As Rachel pulled out of the driveway she took a deep breath from the cold night’s air rushing in the open windows. She wasn’t sure if it was an inhalation of things to come or a sigh of relief to be out of such a stale environment, and as much as she wanted to believe the former she couldn’t help thinking it was the latter, which made her think of her own stuffy house that she was driving towards. Her mother would definitely ask her about her night, and she definitely didn’t want to engage with her mother over how her best friend didn’t seem to care about her feelings and the other kids largely ignored her. Her father would definitely not ask her about her night, because he was spending another week away for work and Rachel simultaneously liked that her father assumed that she was just like all of the other kids and hated that her father didn’t seem to notice the ways in which she wasn’t.

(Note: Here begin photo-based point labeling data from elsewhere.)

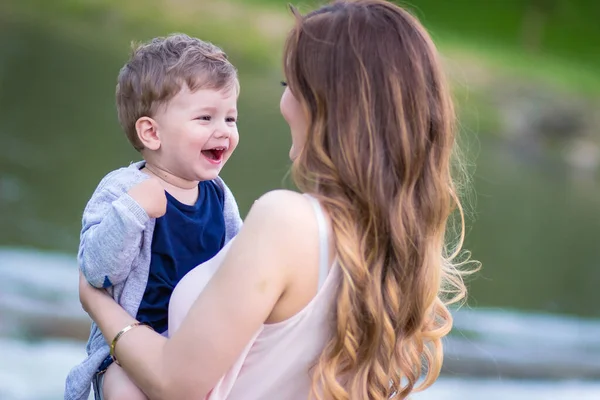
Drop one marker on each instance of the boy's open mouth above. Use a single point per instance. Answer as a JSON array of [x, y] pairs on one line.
[[214, 155]]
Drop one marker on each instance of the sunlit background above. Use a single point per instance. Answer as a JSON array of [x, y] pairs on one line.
[[526, 75]]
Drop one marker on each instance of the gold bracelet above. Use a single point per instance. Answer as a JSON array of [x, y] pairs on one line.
[[113, 344]]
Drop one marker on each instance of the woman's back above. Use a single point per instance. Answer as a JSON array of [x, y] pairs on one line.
[[277, 362]]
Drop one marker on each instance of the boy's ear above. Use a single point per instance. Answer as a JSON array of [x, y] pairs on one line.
[[147, 131]]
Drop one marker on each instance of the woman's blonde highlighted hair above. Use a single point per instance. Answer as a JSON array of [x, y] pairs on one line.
[[378, 155]]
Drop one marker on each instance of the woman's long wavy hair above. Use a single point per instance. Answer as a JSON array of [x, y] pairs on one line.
[[378, 155]]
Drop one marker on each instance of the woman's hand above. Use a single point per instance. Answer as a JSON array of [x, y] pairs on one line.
[[88, 294]]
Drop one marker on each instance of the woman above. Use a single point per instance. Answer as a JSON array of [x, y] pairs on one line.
[[335, 294]]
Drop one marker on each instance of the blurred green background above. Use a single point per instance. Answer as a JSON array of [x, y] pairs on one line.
[[526, 78]]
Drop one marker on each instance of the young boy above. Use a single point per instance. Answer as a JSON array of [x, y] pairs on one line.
[[148, 224]]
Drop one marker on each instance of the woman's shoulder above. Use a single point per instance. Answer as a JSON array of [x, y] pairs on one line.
[[282, 212]]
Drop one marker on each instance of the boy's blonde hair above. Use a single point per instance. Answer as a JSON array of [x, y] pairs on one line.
[[157, 70]]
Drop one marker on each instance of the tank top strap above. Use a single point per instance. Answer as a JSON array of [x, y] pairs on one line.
[[323, 240]]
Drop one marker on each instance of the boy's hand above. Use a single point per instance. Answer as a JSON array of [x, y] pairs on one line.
[[151, 196]]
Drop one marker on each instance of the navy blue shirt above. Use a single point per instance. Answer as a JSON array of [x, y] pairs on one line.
[[183, 238]]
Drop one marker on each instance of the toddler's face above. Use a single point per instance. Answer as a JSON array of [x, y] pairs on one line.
[[197, 132]]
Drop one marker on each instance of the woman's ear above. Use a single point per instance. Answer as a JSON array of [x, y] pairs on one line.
[[147, 131]]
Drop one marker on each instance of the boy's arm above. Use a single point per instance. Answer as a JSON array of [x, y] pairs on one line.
[[112, 231], [231, 212]]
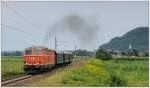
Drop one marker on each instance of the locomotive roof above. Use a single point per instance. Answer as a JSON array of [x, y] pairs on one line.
[[38, 47], [68, 52]]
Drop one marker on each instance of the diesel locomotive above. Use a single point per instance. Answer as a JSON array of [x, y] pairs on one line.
[[39, 59]]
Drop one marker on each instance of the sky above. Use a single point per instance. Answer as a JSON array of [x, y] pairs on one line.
[[84, 24]]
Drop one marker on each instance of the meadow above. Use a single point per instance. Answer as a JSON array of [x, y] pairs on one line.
[[101, 73], [11, 66], [87, 72]]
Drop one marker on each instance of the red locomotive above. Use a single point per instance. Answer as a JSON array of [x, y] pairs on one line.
[[38, 59]]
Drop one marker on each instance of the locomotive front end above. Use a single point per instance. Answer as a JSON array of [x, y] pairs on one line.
[[38, 59]]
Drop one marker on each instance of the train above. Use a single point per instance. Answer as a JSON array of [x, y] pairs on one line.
[[38, 59]]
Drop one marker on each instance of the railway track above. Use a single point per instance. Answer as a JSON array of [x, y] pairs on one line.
[[23, 77], [15, 79]]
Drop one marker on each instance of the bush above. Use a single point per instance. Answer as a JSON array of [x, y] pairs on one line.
[[103, 54]]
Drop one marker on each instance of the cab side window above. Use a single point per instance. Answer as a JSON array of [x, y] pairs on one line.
[[28, 52], [36, 51], [47, 51]]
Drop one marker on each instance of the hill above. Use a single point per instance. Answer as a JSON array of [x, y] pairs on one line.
[[137, 38]]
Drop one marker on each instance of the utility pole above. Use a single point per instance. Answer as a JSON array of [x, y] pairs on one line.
[[55, 43], [75, 48]]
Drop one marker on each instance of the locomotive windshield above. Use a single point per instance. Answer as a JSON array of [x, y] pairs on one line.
[[37, 51], [28, 52]]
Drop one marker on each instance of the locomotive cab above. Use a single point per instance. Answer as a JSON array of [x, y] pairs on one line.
[[38, 59]]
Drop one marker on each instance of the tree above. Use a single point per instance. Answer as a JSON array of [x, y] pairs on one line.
[[103, 54]]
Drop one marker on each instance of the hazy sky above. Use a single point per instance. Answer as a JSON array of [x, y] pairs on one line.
[[26, 23]]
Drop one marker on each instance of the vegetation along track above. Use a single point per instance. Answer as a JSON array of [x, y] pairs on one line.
[[21, 78], [15, 79]]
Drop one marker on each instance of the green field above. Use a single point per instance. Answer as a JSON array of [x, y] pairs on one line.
[[87, 72], [11, 66], [100, 73]]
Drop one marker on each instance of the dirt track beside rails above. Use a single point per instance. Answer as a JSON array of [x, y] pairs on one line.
[[28, 81]]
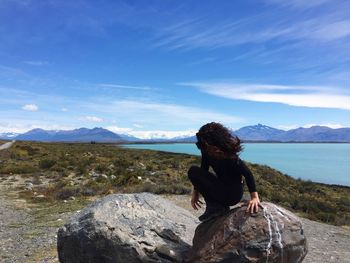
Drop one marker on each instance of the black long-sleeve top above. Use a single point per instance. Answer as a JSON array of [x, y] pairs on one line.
[[229, 171]]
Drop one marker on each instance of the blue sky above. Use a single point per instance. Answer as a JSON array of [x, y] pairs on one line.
[[143, 66]]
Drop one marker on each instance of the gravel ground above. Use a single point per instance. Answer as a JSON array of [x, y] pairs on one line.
[[327, 243], [20, 237]]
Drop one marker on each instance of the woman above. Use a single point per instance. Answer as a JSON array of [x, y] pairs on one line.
[[224, 188]]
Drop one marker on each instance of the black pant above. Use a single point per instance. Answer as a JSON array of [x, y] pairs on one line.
[[214, 190]]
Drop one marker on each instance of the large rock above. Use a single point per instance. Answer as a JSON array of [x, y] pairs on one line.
[[271, 235], [127, 228]]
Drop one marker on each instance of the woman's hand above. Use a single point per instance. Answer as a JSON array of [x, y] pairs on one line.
[[195, 202], [254, 203]]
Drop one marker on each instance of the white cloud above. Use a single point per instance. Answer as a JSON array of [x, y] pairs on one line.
[[21, 126], [330, 125], [155, 115], [162, 134], [36, 62], [298, 3], [137, 125], [151, 134], [92, 119], [30, 107], [295, 126], [117, 129], [302, 96], [119, 86]]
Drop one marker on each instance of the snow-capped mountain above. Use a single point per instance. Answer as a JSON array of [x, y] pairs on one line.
[[8, 135], [77, 135], [258, 132]]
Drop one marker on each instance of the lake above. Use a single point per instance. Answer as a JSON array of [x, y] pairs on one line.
[[319, 162]]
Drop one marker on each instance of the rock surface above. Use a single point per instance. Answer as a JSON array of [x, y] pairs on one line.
[[127, 228], [271, 235]]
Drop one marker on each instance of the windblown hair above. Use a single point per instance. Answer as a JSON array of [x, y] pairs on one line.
[[215, 140]]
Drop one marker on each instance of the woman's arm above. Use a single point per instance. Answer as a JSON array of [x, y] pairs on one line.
[[195, 202], [253, 205], [204, 162]]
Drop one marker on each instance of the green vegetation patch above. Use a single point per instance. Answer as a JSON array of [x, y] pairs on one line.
[[78, 171]]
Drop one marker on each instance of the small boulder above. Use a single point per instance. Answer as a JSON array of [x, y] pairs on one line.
[[271, 235], [127, 228]]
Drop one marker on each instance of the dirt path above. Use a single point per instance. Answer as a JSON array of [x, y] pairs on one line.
[[25, 239], [327, 243], [24, 232]]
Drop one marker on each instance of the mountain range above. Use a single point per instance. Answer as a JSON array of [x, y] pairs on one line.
[[258, 132]]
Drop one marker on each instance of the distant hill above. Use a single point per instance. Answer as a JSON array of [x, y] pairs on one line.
[[258, 132], [263, 133], [8, 135], [77, 135]]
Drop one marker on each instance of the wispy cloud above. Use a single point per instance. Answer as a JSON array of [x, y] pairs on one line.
[[295, 126], [30, 107], [92, 119], [275, 28], [36, 62], [119, 86], [303, 96], [298, 3], [168, 113]]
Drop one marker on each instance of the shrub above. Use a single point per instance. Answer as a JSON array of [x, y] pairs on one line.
[[46, 163]]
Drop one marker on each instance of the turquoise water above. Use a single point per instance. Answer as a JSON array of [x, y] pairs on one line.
[[319, 162]]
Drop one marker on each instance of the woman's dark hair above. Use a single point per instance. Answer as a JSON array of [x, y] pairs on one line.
[[217, 141]]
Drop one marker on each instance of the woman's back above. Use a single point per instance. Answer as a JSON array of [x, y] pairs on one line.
[[229, 170]]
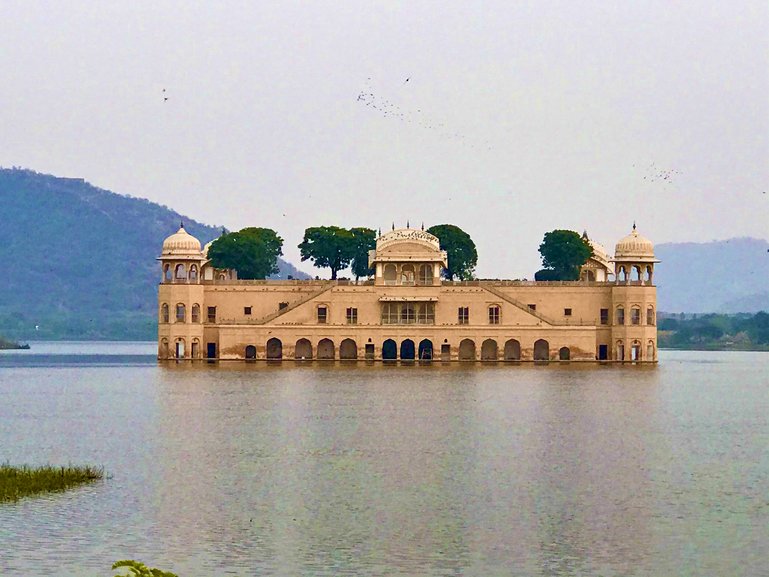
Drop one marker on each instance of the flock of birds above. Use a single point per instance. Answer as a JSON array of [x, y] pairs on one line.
[[664, 175], [390, 110]]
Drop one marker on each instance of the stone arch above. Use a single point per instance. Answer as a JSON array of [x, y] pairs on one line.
[[426, 274], [489, 350], [425, 350], [303, 349], [619, 351], [326, 350], [274, 349], [467, 350], [407, 274], [389, 350], [541, 350], [390, 273], [512, 350], [348, 350]]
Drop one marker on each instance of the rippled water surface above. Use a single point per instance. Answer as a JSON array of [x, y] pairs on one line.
[[315, 469]]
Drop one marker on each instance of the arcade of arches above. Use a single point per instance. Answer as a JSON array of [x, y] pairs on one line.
[[419, 350]]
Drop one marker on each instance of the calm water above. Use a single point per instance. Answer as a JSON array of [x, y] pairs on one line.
[[369, 470]]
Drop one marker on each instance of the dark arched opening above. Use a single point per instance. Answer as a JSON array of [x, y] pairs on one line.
[[467, 350], [303, 350], [389, 350], [326, 350], [489, 350], [274, 349], [541, 350], [348, 350], [426, 350], [512, 350], [407, 350]]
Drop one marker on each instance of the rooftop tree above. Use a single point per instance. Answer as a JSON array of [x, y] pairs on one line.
[[328, 247], [252, 251], [460, 251], [563, 254]]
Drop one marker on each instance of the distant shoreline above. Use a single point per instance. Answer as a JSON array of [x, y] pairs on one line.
[[6, 344]]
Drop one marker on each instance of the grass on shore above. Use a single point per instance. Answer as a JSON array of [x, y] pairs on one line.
[[23, 481]]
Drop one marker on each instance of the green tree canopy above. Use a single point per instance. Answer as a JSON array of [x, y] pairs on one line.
[[364, 240], [563, 253], [253, 252], [328, 247], [460, 251]]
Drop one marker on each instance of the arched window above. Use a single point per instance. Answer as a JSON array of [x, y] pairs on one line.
[[407, 275], [426, 274], [390, 273]]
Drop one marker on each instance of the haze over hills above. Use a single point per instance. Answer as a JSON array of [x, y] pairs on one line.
[[79, 263]]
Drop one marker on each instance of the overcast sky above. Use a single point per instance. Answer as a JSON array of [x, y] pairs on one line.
[[517, 117]]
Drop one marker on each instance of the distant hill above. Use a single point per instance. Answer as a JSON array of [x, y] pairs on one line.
[[727, 276], [79, 261]]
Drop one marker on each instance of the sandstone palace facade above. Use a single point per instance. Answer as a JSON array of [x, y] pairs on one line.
[[407, 311]]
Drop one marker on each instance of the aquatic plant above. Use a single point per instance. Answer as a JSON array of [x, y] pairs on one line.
[[137, 569], [17, 482]]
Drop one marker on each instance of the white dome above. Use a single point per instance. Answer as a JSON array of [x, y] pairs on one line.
[[181, 243], [634, 246]]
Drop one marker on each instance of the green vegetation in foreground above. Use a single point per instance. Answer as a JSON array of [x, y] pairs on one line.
[[24, 481], [137, 569], [715, 332]]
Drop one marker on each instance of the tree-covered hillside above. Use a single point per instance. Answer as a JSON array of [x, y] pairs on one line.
[[79, 261]]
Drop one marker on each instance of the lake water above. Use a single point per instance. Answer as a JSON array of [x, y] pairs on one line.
[[237, 469]]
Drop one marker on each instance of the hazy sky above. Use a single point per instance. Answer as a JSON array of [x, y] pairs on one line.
[[518, 117]]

Rachel pulled off the main drag into a diner parking lot. She wasn’t hungry, but she also wasn’t ready to go home.
She noticed that some kids who went to her school were occupying two booths in the back, so she took the closest booth to the door and sat with her back facing them. She wasn’t in classes with those kids—they had all been placed into accelerated everything and Rachel struggled with even the simplest homework assignments—but because they had all grown up in the same suburban town she knew who they were, and was sure unexcited to see them here. God why can’t she just get away? Get away from the same routine where nothing ever changed and the same people walked right by her in the hallways and the living rooms and the strip malls. Wow. That was actually a really good impression of Ms. Lippincott, the school’s most hated dean. The one who looked and sounded like Gwyneth Paltrow. It must have been Rob. He really nailed it. But Rachel wouldn’t let herself smile. She got the joke, but she wasn’t part of it. So she turned the corners of her mouth down, and dealt with the internal struggle of letting herself get caught up in these near-strangers’ conversation about the students and the teachers she knew intimately and staying in her own head, trying to figure out who she was and whether she was happy about it.
When the waitress came to take her order, Rachel inadvertently pulled her big yellow sweater over her mouth. She hadn’t talked to anybody in hours, and realized that she was surprised that even somebody who was paid to talk to her would choose to do so. From behind her sweater she ordered a black and white milkshake and a calzone—a black and white milkshake because they always made her happy and a calzone because it took the longest to prepare.
She held her breath as her classmates walked out the door. One by one they left without noticing her hoping not to be noticed. When the door closed she tilted her eyes up towards the heavens.
“Rachel? I’m sorry for not coming over when I saw you come in, but we were just asking for the check.”
“Oh. Hi Rob. I didn’t even see that you were here.” Rachel turned.
“Anyways, I’m bummed that we’re not in any classes together again this year. I don’t think we’ve actually been in classes since that Christopher Columbus skit we wrote for Mrs. Connolly in social studies. Which is too bad, especially because your sweater game has been totally on point this fall.”
“Yeah. It’s too bad. That was a fun skit.” Rachel nodded.
“Well, just wanted to say hey. Have a good night.”
“Thanks Rob. You too.” Rachel smiled.


And if it was anything like that, I dare say that it was a success for everyone involved.